Change the contract and both sides immediately reflect the new types.
Protecting Routes (and a Sign-Out Gotcha)
TanStack Router protects authenticated sections with a beforeLoad hook:
export const Route = createFileRoute("/_authenticated")({
beforeLoad: async ({ location }) => {
const { data } = await getSession();
if (!data) {
throw redirect({
to: "/login",
search: {
redirect: location.href,
},
});
}
return { session: data };
},
});
One subtle issue bit me here.
beforeLoad() only runs during navigation or page load — not reactively when authentication state changes.
After signOut(), the navbar updated because it used useSession(), but the protected page remained visible until refresh.
The fix:
async function handleSignOut() {
await signOut();
await navigate({ to: "/" });
await router.invalidate();
}
Navigating away first prevents a brief flash through /login before the router re-evaluates its guards.
Does It Actually Work?
A quick walkthrough tells the whole story:
- Anonymous routes stay open.
- Unauthenticated oRPC calls are rejected by middleware.

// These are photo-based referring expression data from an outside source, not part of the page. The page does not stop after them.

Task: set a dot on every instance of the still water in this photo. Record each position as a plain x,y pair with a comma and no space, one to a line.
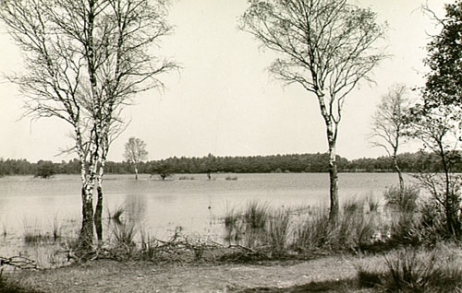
31,205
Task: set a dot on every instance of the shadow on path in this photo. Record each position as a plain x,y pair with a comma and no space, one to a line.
330,286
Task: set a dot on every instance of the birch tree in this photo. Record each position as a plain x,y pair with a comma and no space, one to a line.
84,62
135,152
389,125
327,47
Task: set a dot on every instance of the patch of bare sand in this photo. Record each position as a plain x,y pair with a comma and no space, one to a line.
110,276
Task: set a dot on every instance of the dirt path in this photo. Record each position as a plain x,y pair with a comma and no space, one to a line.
111,276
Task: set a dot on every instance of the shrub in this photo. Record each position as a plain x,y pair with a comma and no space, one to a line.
8,285
278,230
411,270
405,201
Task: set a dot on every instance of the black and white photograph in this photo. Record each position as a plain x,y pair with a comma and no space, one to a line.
232,146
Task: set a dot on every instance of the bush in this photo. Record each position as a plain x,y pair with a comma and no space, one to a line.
411,270
405,201
8,285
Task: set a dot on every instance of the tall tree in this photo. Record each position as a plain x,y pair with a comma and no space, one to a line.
326,46
85,60
440,115
441,134
135,152
389,125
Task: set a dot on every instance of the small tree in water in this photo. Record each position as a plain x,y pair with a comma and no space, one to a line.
135,152
389,125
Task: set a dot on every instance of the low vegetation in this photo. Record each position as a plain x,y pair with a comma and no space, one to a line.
400,244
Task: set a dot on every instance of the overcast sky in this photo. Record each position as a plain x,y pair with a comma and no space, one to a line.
223,101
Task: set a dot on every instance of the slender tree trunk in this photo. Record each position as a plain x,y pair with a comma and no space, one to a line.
99,215
333,179
400,177
87,230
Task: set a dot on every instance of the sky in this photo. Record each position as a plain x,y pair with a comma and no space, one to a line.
223,100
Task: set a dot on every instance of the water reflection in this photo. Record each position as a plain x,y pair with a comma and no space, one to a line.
156,208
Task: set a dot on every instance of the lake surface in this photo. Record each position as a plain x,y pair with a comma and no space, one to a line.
32,205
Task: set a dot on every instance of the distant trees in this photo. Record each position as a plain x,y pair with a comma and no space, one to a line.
389,124
135,152
84,62
45,169
327,47
295,163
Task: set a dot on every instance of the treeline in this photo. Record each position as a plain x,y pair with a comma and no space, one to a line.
408,162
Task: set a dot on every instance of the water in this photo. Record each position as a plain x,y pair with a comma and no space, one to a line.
37,206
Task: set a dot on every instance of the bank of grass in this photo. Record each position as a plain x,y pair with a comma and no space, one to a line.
287,232
373,248
12,285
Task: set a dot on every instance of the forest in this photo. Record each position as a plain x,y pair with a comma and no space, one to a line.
408,162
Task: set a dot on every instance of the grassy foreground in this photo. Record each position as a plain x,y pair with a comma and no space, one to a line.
403,270
370,250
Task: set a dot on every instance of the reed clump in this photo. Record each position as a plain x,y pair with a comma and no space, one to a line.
412,269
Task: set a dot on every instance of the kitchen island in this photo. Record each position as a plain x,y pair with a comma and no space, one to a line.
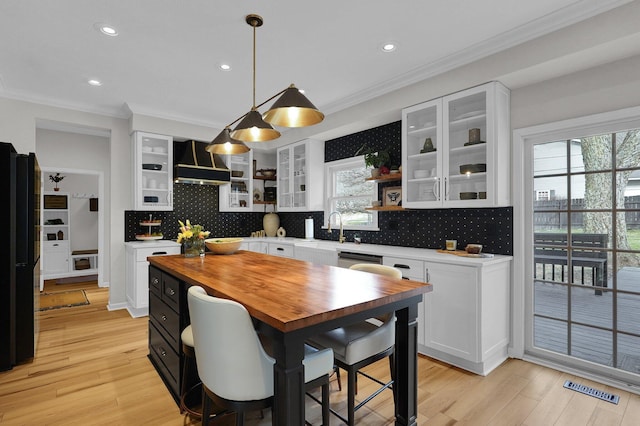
291,301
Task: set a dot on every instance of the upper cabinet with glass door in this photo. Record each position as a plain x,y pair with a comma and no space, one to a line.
299,172
153,171
238,196
464,159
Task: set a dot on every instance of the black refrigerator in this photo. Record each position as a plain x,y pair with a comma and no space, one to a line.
19,256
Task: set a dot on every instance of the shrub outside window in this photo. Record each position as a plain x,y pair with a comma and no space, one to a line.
349,193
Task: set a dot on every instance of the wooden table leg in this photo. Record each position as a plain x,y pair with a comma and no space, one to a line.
288,400
406,366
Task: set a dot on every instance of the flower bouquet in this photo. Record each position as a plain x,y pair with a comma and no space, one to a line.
192,238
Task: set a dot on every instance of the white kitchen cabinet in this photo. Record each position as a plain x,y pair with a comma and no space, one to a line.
238,195
458,170
317,255
56,250
466,316
414,270
55,259
300,176
152,171
137,271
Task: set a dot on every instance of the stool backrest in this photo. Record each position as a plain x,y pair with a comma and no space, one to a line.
231,360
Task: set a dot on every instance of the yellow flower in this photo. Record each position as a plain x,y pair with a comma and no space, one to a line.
191,232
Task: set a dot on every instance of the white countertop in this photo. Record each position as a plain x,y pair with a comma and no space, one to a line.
152,243
383,250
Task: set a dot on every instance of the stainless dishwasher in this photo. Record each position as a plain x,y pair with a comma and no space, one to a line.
347,258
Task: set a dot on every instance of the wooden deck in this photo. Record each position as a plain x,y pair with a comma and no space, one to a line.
592,318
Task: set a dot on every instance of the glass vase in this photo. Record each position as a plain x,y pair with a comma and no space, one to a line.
193,248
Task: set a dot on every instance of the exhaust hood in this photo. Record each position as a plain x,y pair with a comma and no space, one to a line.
198,166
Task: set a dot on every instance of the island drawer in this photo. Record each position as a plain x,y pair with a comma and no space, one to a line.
167,321
171,291
166,359
155,281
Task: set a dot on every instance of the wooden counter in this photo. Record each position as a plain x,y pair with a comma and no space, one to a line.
294,300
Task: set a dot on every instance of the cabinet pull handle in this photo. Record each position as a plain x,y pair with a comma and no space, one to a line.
446,188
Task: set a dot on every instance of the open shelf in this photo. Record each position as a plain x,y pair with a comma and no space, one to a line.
386,178
386,208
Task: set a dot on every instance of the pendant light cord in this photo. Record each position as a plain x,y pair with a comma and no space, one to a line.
254,66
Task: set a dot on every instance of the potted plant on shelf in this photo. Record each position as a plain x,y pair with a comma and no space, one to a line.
56,179
376,159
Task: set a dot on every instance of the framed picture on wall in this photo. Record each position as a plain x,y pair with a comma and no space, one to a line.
392,196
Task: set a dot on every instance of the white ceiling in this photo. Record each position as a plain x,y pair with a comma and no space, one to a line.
165,59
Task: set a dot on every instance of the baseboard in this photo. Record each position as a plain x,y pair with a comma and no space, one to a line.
116,306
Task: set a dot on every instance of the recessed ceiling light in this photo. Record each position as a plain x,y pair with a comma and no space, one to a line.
389,47
106,29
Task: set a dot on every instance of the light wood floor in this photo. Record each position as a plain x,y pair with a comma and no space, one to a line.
91,368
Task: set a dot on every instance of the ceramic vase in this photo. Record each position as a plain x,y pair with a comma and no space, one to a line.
270,224
193,248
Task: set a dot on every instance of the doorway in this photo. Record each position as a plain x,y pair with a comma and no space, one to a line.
580,218
61,148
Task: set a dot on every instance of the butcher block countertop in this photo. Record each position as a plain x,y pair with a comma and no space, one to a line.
285,293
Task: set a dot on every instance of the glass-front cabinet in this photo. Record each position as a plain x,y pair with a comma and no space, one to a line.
153,171
456,150
238,195
299,173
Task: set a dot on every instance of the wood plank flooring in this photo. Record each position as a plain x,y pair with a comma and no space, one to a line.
91,368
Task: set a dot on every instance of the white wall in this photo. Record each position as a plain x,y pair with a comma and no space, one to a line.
551,61
18,121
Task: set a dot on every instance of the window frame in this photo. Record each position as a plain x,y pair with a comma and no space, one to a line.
330,168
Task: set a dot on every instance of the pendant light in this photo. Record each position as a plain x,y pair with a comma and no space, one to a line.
225,144
253,128
293,109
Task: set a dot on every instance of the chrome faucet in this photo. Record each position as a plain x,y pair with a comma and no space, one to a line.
341,239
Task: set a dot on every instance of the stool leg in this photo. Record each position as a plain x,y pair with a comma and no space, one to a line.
325,405
206,408
183,388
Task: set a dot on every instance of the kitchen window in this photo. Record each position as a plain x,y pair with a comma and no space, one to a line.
349,193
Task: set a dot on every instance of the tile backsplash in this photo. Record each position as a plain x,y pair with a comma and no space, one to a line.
492,227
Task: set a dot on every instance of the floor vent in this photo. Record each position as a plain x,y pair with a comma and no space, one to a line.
609,397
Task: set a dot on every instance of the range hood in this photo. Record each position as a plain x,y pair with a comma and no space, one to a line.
198,166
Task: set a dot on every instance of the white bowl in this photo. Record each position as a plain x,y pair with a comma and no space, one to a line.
223,245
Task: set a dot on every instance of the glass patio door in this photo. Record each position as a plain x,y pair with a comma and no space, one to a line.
585,232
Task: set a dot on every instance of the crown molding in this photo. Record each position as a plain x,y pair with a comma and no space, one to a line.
569,15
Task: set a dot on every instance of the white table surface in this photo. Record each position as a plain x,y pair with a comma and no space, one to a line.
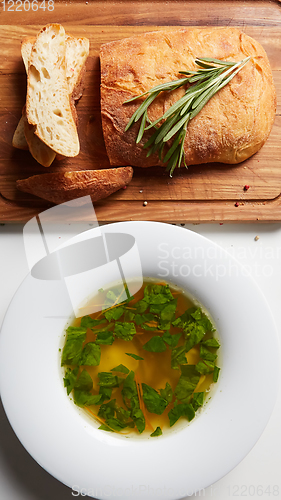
259,474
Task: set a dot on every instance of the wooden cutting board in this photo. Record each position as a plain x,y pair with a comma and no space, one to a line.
204,193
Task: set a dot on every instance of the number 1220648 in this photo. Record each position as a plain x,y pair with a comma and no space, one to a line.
27,5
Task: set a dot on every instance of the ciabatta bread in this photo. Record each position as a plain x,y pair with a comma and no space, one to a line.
232,126
48,105
65,186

- Authenticated calls flow through oRPC, Drizzle, Postgres, and back with full type safety.
Was It Worth the Wiring?
Yes — and the reason is boring in the best possible way.
After the initial setup, adding a feature becomes:
- Define the procedure in the contract.
- Implement it in the Nest controller.
- Consume it on the client.
- The compiler guards every step.
- No hand-written API types.
- No generated SDKs.
- No OpenAPI specs drifting out of sync.
- Just one contract shared across the entire stack.
The only genuinely tricky parts were:
- Disabling Nest’s body parser so Better Auth and oRPC can coexist.
- Deciding whether Nest or oRPC owns authorization.
Once those are solved, the rest of the stack largely disappears — which is exactly what you want from infrastructure.